SeedFuck permet d'injecter de fausses adresses IP sur des trackers Torrent afin de leurrer les sociétés en charge de la surveillance des réseaux de peer to peer. Il serait même capable de simuler un téléchargement ou le nombre d’octets qui restent à télécharger. Un nouveau système qui fait le bonheur des détracteurs d’Hadopi, puisqu’il lui compliquerait lourdement la tâche de retrouver les pirates. L’Hadopi se retrouverait face au piratage comme sur une scène de crime, explique PCInpact, où l’on aurait répandu un peu partout du sang différent. Ce sang peut être celui du meurtrier, de la victime, ou d’une tierce personne qui n’a rien à voir. Pas sûr même qu’il y ait eu un crime. Allez après l’élucider…

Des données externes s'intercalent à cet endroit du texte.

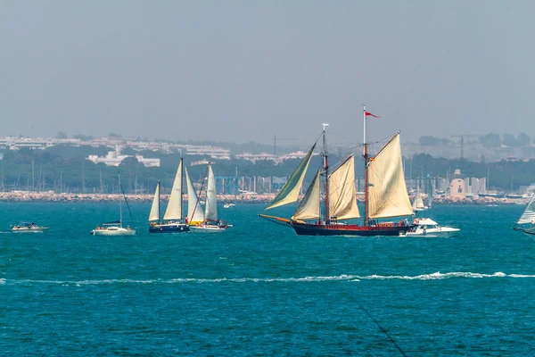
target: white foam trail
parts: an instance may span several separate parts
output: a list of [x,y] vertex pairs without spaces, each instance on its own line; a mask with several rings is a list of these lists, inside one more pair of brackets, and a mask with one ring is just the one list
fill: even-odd
[[92,285],[110,285],[110,284],[215,284],[222,282],[230,283],[300,283],[300,282],[319,282],[319,281],[360,281],[360,280],[440,280],[449,278],[533,278],[535,275],[528,274],[506,274],[501,271],[497,271],[493,274],[473,273],[470,271],[454,271],[449,273],[440,273],[437,271],[432,274],[422,275],[337,275],[327,277],[303,277],[303,278],[178,278],[171,279],[102,279],[102,280],[12,280],[0,278],[0,285],[34,285],[34,284],[52,284],[52,285],[76,285],[92,286]]

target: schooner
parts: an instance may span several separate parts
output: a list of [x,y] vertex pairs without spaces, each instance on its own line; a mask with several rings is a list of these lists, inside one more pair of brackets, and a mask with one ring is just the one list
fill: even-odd
[[[355,160],[350,154],[332,172],[329,171],[325,127],[323,125],[322,165],[288,220],[259,214],[275,222],[290,225],[298,235],[309,236],[399,236],[409,229],[407,218],[414,215],[407,192],[401,158],[399,132],[374,156],[368,154],[366,142],[366,116],[364,107],[365,202],[364,217],[357,205]],[[265,210],[296,202],[316,144],[303,158],[286,184]],[[323,193],[322,193],[323,191]],[[322,196],[325,197],[322,199]],[[323,209],[322,209],[323,201]],[[401,217],[398,221],[379,220]],[[362,219],[361,224],[348,224],[345,220]]]

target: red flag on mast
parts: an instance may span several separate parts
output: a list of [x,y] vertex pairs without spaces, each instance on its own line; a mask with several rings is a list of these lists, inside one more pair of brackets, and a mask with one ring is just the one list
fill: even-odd
[[368,115],[371,115],[371,116],[373,116],[374,118],[381,118],[380,116],[374,115],[374,114],[372,114],[372,113],[371,113],[371,112],[365,112],[365,113],[366,113],[366,117],[367,117]]

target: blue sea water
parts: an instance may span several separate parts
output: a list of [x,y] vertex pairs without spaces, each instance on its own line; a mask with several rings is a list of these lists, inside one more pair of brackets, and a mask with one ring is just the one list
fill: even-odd
[[[133,204],[137,235],[104,237],[116,204],[0,203],[0,354],[401,355],[375,320],[409,356],[535,355],[523,206],[433,207],[462,230],[427,239],[299,237],[262,209],[150,235]],[[8,232],[26,220],[50,231]]]

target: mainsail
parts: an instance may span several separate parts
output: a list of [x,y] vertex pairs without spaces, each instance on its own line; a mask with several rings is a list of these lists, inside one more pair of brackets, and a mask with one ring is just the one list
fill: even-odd
[[319,207],[319,173],[320,170],[314,177],[292,219],[316,220],[319,218],[321,210]]
[[209,220],[218,220],[218,196],[216,192],[216,178],[211,166],[208,166],[208,182],[206,187],[206,207],[204,218]]
[[422,199],[422,193],[420,192],[420,187],[416,188],[416,195],[412,204],[413,211],[424,210],[425,205],[424,204],[424,199]]
[[414,214],[403,173],[399,133],[368,164],[369,218]]
[[178,164],[178,170],[175,177],[173,188],[168,208],[163,215],[164,220],[182,220],[182,160]]
[[535,195],[531,196],[530,203],[526,206],[523,213],[518,220],[517,224],[531,223],[535,224]]
[[329,176],[330,217],[336,220],[360,218],[355,188],[355,160],[351,154]]
[[184,170],[185,171],[185,180],[187,182],[187,216],[189,223],[202,223],[204,220],[202,206],[187,173],[187,168],[184,168]]
[[434,189],[432,187],[432,180],[429,179],[429,194],[427,194],[427,208],[431,209],[431,205],[432,204]]
[[299,164],[295,171],[293,171],[288,181],[286,181],[278,195],[275,197],[271,203],[265,208],[265,210],[269,210],[271,208],[282,206],[284,204],[297,201],[301,186],[303,185],[303,178],[307,173],[307,169],[309,168],[309,163],[310,163],[310,158],[312,157],[312,153],[314,153],[315,147],[316,144],[314,144],[312,148]]
[[149,213],[149,221],[151,220],[160,220],[160,182],[156,185],[156,192],[154,192],[151,213]]

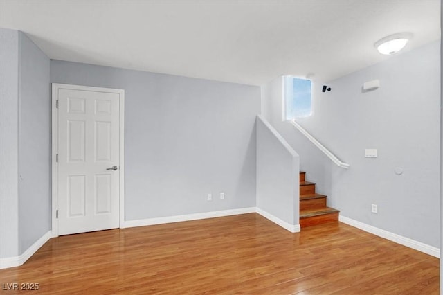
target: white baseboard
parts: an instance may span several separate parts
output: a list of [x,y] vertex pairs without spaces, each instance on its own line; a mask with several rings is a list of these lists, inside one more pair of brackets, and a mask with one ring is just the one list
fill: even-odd
[[183,215],[166,216],[164,217],[148,218],[145,220],[127,220],[123,222],[122,229],[147,225],[162,224],[165,223],[180,222],[190,220],[198,220],[206,218],[221,217],[237,215],[239,214],[253,213],[255,207],[241,208],[239,209],[223,210],[220,211],[204,212],[201,213],[186,214]]
[[395,242],[397,244],[408,247],[409,248],[419,251],[420,252],[431,255],[434,257],[437,257],[437,258],[440,258],[440,249],[437,247],[430,246],[421,242],[417,242],[415,240],[410,239],[409,238],[406,238],[402,235],[397,235],[397,233],[393,233],[390,231],[385,231],[384,229],[379,229],[378,227],[366,224],[365,223],[360,222],[359,221],[345,216],[341,215],[339,217],[339,220],[343,223],[345,223],[346,224],[356,227],[357,229],[360,229],[363,231]]
[[298,233],[300,231],[300,224],[291,224],[260,208],[256,208],[256,212],[273,223],[282,226],[283,229],[289,231],[291,233]]
[[52,233],[51,231],[49,231],[28,248],[21,255],[15,257],[8,257],[6,258],[0,258],[0,269],[18,267],[23,265],[51,238]]

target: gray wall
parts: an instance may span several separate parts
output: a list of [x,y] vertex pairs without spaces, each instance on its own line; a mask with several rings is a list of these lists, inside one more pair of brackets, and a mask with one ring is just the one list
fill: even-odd
[[19,33],[19,233],[24,252],[51,228],[49,59]]
[[1,28],[0,258],[22,254],[51,230],[49,59]]
[[[440,30],[443,24],[443,1],[440,1]],[[440,251],[443,249],[443,39],[440,39]],[[440,252],[441,253],[441,252]],[[441,257],[441,255],[440,255]],[[443,259],[440,258],[440,293],[443,293]]]
[[255,206],[260,87],[58,60],[51,82],[125,89],[126,220]]
[[266,121],[257,118],[257,207],[290,224],[300,216],[297,153]]
[[19,32],[0,28],[0,258],[19,254]]
[[[314,148],[307,150],[298,132],[279,121],[282,97],[271,98],[271,123],[300,154],[309,180],[318,181],[320,192],[341,215],[436,247],[440,56],[440,42],[435,42],[329,82],[331,92],[320,93],[321,83],[314,84],[314,115],[298,121],[350,164],[349,170],[332,164]],[[362,92],[363,84],[374,79],[381,87]],[[365,148],[378,149],[378,158],[365,158]],[[402,175],[394,172],[397,167]],[[371,213],[371,204],[378,205],[378,214]]]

Il faudrait procéder à de minutieuses enquêtes pour déterminer qui sont les pirates, si longues et si coûteuses qu’envoyer des milliers de courriers aux internautes pour les avertir de sanctions, comme le voulait la Haute Autorité, devient très compromis.
Le blog Hack45, l’un des premiers à avoir relayé en France l’existence de SeedFuck, s’étonne cependant de ce que le lancement de ce programme ait suscité sur la toile quelques contre-vérités. Il ne s’agit pas d’une arme destinée à lutter contre Hadopi, même si elle peut y servir. Et utilisée à outrance, elle pourrait in fine desservir les détracteurs d’HADOPI. Son utilisation massive nuirait aux trackers publics de Torrents, au point éventuellement de les rendre inutilisables. L’inverse de ce que recherchent les défenseurs d’un téléchargement libre.